The National Rifle Association, which obviously opposes Question 1, points out that the assumption that background checks will keep guns out of the hands of criminals is a total hallucination. Criminals get firearms on the black market, street purchases and theft. A Department of Justice analysis found 77 percent of criminals in state prison for firearm crimes got their guns in one of those ways or from friends or family. Less than 1 percent got firearms from dealers or non-dealers at gun shows.

The law is so strict that a gun seller whose purchase fails to go through for some reason will have to pay for and undergo a background check to get his own weapon back from the licensed federal firearm dealer.

Opponents note that if passed Question 1 would not allow a person to lend a weapon for hunting or target shooting until both parties appear before a licensed firearms dealer, pay a fee and relinquish the weapon until the background check is completed.

Attorney General Adam Laxalt said in a statement: “As the state’s chief law enforcement officer, I take seriously my duty to ensure that my fellow Nevadans are safe. I have carefully reviewed the Question 1 initiative and have concluded that it would not prevent criminals from obtaining firearms and would instead cost Nevadans time, money, and freedom.”

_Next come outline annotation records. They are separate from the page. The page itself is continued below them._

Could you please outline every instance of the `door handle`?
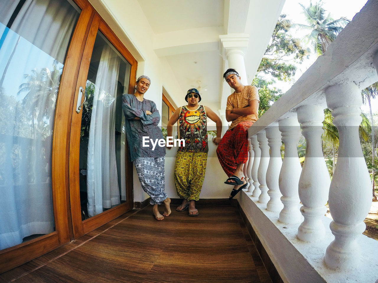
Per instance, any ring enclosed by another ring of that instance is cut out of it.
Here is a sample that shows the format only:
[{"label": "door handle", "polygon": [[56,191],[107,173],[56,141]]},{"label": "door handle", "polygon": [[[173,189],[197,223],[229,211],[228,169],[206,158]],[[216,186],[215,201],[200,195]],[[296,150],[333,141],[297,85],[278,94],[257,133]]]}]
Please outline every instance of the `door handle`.
[{"label": "door handle", "polygon": [[[80,95],[81,94],[81,95]],[[84,97],[84,101],[82,103],[81,103],[81,102],[82,95]],[[84,93],[84,89],[81,86],[79,88],[79,93],[77,94],[77,102],[76,104],[76,113],[80,112],[80,110],[81,110],[81,106],[83,106],[83,105],[86,100],[87,98],[85,97],[85,95]]]}]

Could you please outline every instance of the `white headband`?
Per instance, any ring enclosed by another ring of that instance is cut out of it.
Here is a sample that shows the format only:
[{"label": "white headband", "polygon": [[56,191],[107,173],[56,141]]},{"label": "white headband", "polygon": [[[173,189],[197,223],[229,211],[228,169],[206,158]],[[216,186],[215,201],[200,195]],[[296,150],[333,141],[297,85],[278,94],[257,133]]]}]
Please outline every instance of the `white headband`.
[{"label": "white headband", "polygon": [[226,74],[224,76],[223,76],[223,77],[225,79],[225,80],[227,78],[227,77],[228,77],[228,76],[229,76],[230,75],[231,75],[231,74],[234,74],[234,75],[236,75],[238,77],[239,77],[239,74],[237,73],[236,72],[234,72],[234,71],[231,71],[230,72],[229,72],[228,73],[226,73]]},{"label": "white headband", "polygon": [[151,83],[151,80],[150,79],[150,78],[149,77],[147,77],[147,76],[145,76],[145,75],[141,75],[140,77],[139,77],[139,78],[138,78],[138,79],[136,80],[136,81],[137,82],[139,82],[139,80],[140,80],[141,78],[147,78],[147,80],[148,80],[149,81],[150,81],[150,83]]}]

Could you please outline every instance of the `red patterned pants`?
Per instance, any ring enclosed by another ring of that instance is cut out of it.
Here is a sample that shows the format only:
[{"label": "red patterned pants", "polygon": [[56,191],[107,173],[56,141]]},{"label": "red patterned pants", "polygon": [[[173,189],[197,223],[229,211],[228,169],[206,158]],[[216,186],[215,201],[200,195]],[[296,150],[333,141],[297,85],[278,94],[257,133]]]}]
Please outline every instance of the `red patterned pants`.
[{"label": "red patterned pants", "polygon": [[238,164],[248,160],[248,128],[252,121],[240,122],[235,128],[228,130],[217,148],[217,155],[220,166],[229,177],[234,175]]}]

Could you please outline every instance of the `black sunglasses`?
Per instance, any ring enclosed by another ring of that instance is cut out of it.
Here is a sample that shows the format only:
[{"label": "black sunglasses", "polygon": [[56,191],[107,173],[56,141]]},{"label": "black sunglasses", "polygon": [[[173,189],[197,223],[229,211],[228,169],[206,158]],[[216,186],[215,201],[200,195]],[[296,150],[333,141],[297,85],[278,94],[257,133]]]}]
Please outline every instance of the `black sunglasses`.
[{"label": "black sunglasses", "polygon": [[192,97],[193,95],[194,96],[194,98],[198,98],[198,94],[188,94],[188,97],[189,98],[192,98]]}]

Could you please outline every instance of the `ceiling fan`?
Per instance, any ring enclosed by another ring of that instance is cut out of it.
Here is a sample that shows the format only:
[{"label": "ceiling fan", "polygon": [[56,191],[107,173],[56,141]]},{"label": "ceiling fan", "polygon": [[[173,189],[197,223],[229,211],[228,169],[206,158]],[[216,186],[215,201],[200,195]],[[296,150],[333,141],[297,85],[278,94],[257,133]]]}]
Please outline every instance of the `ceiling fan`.
[{"label": "ceiling fan", "polygon": [[199,92],[200,94],[201,93],[201,92],[206,91],[208,90],[207,88],[202,88],[201,87],[201,81],[197,81],[197,83],[198,84],[198,86],[197,86],[196,88],[197,88],[197,90]]}]

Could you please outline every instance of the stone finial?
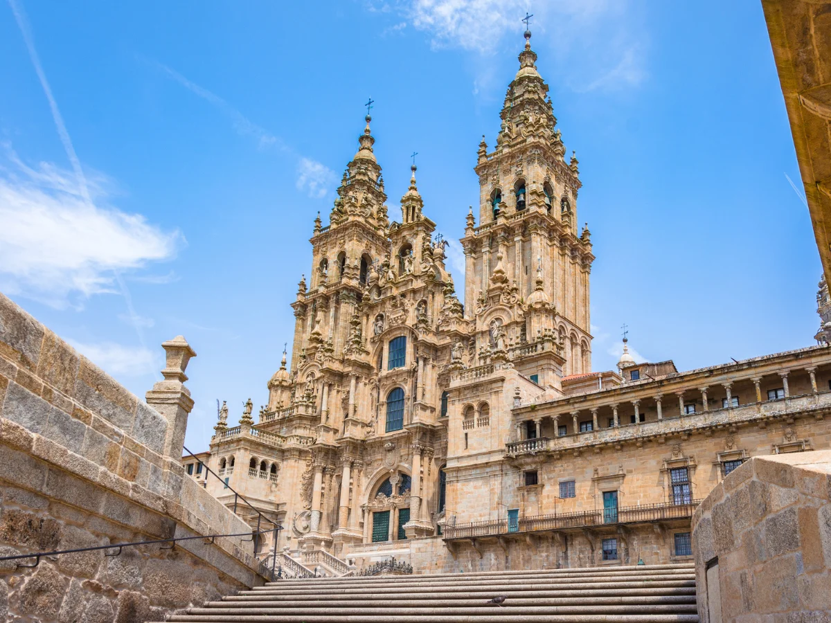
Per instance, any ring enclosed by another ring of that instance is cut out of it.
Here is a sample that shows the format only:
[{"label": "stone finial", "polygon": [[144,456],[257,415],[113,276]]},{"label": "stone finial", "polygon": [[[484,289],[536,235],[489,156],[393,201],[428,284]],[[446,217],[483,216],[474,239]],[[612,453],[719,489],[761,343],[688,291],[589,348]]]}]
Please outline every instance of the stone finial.
[{"label": "stone finial", "polygon": [[178,380],[179,383],[184,383],[188,380],[187,375],[184,374],[188,362],[191,357],[196,356],[194,349],[182,336],[176,336],[172,340],[163,341],[161,346],[166,353],[165,367],[161,371],[165,380]]}]

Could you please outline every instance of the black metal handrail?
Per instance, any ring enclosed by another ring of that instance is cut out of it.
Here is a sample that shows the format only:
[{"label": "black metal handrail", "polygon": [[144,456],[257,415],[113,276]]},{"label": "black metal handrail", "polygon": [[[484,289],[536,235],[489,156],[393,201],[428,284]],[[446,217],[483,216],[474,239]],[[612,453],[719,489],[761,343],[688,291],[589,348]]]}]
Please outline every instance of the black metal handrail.
[{"label": "black metal handrail", "polygon": [[[271,528],[269,530],[260,531],[259,534],[263,534],[264,532],[274,532],[274,540],[275,540],[275,542],[276,542],[276,541],[277,541],[277,532],[279,530],[282,530],[282,529],[283,528],[280,526],[277,526],[276,527]],[[258,534],[257,532],[236,532],[234,534],[205,534],[205,535],[200,535],[200,536],[198,536],[198,537],[173,537],[173,538],[159,538],[159,539],[152,539],[152,540],[150,540],[150,541],[133,541],[133,542],[125,542],[125,543],[111,543],[110,545],[96,545],[96,546],[92,546],[92,547],[76,547],[75,549],[62,549],[62,550],[55,550],[53,552],[37,552],[36,553],[30,553],[30,554],[17,554],[17,556],[4,556],[4,557],[0,557],[0,562],[4,562],[6,561],[12,561],[12,560],[25,560],[27,558],[34,558],[35,559],[35,562],[32,565],[20,565],[20,564],[15,563],[15,569],[18,569],[18,568],[32,569],[32,568],[34,568],[34,567],[37,567],[41,563],[41,558],[42,558],[44,557],[61,556],[62,554],[76,554],[76,553],[80,553],[81,552],[96,552],[97,550],[107,550],[107,549],[118,550],[114,554],[106,554],[106,553],[104,554],[105,556],[116,557],[116,556],[120,556],[120,555],[121,550],[124,547],[137,547],[139,545],[156,545],[156,544],[160,544],[160,543],[171,543],[171,546],[170,547],[160,547],[160,549],[173,549],[174,547],[176,547],[176,543],[178,542],[179,542],[179,541],[194,541],[196,539],[201,538],[201,539],[204,539],[205,540],[205,544],[206,545],[209,545],[209,544],[211,544],[211,543],[214,542],[214,539],[221,537],[251,537],[250,539],[242,539],[242,540],[253,541],[253,537],[254,537],[254,536],[257,536],[257,534]],[[273,565],[272,566],[272,569],[271,569],[271,579],[272,580],[274,579],[274,568],[273,568]]]},{"label": "black metal handrail", "polygon": [[575,513],[561,513],[548,515],[532,515],[519,518],[517,527],[510,529],[507,519],[458,523],[445,527],[445,538],[470,538],[513,532],[563,530],[573,527],[611,525],[616,523],[639,523],[669,519],[683,519],[692,517],[692,513],[701,500],[690,500],[682,504],[660,502],[641,506],[616,507]]}]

A spokesman for Gov. Brian Sandoval released a statement saying: “The governor does not support Question 1. He has concerns that this measure would dilute the legitimate rights of law-abiding Nevadans and that it does not actually address the complex issue of keeping firearms out of the hands of criminals.”

Typical of the views of most sheriffs was a comment to the press by Elko County Sheriff Jim Pitts: “Only the citizens who follow the law are going to be the ones who follow it, and the ones that are the criminals aren’t going to follow it anyway. … This comes back again to unfunded mandates that they’re passing on to the local law enforcement that we just don’t have the manpower or the money to do this.”

Nye County Sheriff Sharon Wehrly said: “It merely places more restrictions on good people, will make it more difficult, and incur unnecessary costs for law-abiding citizens to manage their personal property.”

This newspaper urges Nevada voters to soundly reject Question 1.

A version of this editorial appeared this week in some of the Battle Born Media newspapers — The Ely Times, the Mesquite Local News, the Mineral County Independent-News, the Eureka Sentinel,  Sparks Tribune and the Lincoln County Record.